A l’heure des bilans et autres tops de fin d’année, quelques films à la sortie tardive laissent à penser que les jeux sont loin d’être faits. Manchester By The Sea, mélodrame délicat porté par un Casey Affleck fascinant de désespoir, pourrait bien faire partie de ceux-là.

À la mort de son frère ainé, Lee Chandler (Casey Affleck), un concierge taiseux et volontiers bagarreur, est contraint de revenir s’installer dans la ville côtière de Manchester, Massachusetts dans laquelle il a grandi puis vécu. Un testament consciencieusement rédigé lui confère en effet la tutelle de Patrick (Lucas Hedges), son neveu de 16 ans, ainsi que la gestion des biens qui lui reviennent, l’investissant d’un rôle qu’il n’a vraisemblablement pas la force de jouer.

À partir de ce fil narratif simple, le film va s’employer à construire patiemment une épaisseur dramatique et psychologique autant du point de vue du récit que des caractères, ou du portrait social qu’il semble esquisser en creux. « Patiemment » oui, car Manchester By The Sea prend son temps. Le temps de regarder ses personnages, de saisir et de voir évoluer les liens qu’ils entretiennent, d’entendre les mots qui se disent, s’affrontent ou peinent à sortir. Ce pari de la durée, Kenneth Lonergan, réalisateur et scénariste, le fait sans ostentation, sans artificialité ni posture, et jamais au détriment de la fluidité et de l’« énergie » que ses ambitions d’amplitude requièrent (notamment lorsqu’il s’agit de suivre Patrick ou de faire intervenir d’autres personnages secondaires).

Parallèlement, le film met en jeu un mélange de temporalités relativement classique mais subtilement géré. En effet, très tôt et de plus en plus fréquemment, des flashbacks s’infiltrent dans le cours présent du récit afin de retracer le parcours chaotique de la famille Chandler et d’éclairer le comportement de Lee. Assez vite, à la faveur d’une vision d’horreur, on comprend qu’une erreur tragique, commise alors qu’il est marié à Randi (Michelle Williams), l’a poussé à l’exil et à une forme de renoncement que son regard opaque et sa rudesse minérale ne manquent pas de trahir. C’est donc en connaissance de cause, et lestés d’un passé que nous avons l’impression d’avoir aussi vécu, que nous abordons la suite. Mais aujourd’hui comme hier, tout semble s’acharner sur ces personnages immobilisés, même la terre gelée de Manchester qui empêche l’enterrement du frère et retarde le processus de deuil.

Ce qui constitue à peu près la deuxième moitié du film mobilise plus activement un mélange discret des genres notamment par la présence d’un humour chahuteur et empathique.

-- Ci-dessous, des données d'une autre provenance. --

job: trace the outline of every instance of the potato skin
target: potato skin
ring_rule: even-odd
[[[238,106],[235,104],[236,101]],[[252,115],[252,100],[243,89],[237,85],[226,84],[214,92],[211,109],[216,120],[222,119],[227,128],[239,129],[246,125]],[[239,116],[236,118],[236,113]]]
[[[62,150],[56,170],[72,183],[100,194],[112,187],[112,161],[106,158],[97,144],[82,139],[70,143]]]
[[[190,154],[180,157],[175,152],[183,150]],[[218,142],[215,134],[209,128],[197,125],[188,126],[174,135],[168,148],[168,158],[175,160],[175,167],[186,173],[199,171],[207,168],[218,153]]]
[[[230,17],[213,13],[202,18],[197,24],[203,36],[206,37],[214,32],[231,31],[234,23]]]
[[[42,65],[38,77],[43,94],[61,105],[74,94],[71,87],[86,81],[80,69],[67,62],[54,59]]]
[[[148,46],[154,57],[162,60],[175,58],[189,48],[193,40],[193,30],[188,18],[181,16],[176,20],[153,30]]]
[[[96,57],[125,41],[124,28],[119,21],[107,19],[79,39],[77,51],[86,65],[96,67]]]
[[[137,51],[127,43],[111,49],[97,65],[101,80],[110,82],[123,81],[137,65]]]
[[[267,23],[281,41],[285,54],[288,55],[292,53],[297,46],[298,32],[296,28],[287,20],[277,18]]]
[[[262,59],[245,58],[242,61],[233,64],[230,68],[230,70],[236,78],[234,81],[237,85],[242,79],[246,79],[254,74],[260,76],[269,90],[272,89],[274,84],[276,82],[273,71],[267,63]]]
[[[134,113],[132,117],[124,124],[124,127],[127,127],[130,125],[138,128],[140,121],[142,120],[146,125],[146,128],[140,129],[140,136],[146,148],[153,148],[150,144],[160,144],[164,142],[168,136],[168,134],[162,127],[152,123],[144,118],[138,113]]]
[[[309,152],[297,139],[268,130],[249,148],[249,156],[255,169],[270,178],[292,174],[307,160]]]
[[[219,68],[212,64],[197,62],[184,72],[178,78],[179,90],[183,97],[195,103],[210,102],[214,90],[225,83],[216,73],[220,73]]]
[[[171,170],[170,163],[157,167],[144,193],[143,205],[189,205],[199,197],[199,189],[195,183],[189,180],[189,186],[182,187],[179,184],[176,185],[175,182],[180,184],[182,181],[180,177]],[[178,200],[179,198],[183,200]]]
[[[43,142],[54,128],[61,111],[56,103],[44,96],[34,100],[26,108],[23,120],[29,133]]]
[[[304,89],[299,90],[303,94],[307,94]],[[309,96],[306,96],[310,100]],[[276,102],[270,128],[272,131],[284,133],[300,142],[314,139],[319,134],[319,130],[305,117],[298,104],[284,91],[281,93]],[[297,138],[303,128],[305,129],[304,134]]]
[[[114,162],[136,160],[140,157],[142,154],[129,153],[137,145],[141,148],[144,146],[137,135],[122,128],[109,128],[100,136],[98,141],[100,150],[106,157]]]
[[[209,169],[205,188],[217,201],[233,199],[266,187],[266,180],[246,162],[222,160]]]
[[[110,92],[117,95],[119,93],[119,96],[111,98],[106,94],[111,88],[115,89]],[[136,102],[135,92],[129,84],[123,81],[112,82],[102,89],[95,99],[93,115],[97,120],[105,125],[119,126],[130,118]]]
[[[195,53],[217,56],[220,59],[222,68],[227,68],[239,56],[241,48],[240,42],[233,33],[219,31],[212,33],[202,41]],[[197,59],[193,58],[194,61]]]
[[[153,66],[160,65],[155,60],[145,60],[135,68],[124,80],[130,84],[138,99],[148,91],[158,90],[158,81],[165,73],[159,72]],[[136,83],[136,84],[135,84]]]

Cet humour trouve à s’exprimer principalement par le biais du personnage de Patrick, adolescent gouailleur qui explore le désir en partageant son temps entre deux petites amies, et exploite comme personne n’ose le faire le comique involontaire de son oncle renfrogné ; de quoi donner lieu à des joutes verbales à la fois cruelles et savoureuses. Patrick ne se définit cependant pas uniquement par la légèreté qu’il injecte au récit, ce qui en fait un personnage extrêmement touchant et attachant. S’il semble en effet vouloir être et apparaître solide, poursuivre naturellement le quotidien, voire tirer légèrement partie de la dimension d’abord amicale de sa relation avec Lee, il est aussi plein de fragilité. L’espoir tenace qu’il nourrit de retrouver sa mère, une peur de l’abandon dont il se défend, et l’effet à retardement violent que produit sur lui la mort de son père, en sont autant de témoignages. La justesse de l’interprétation de Lucas Hedges ne fait qu’intensifier l’impression que Manchester By The Sea est aussi, et surtout, un grand film d’acteurs.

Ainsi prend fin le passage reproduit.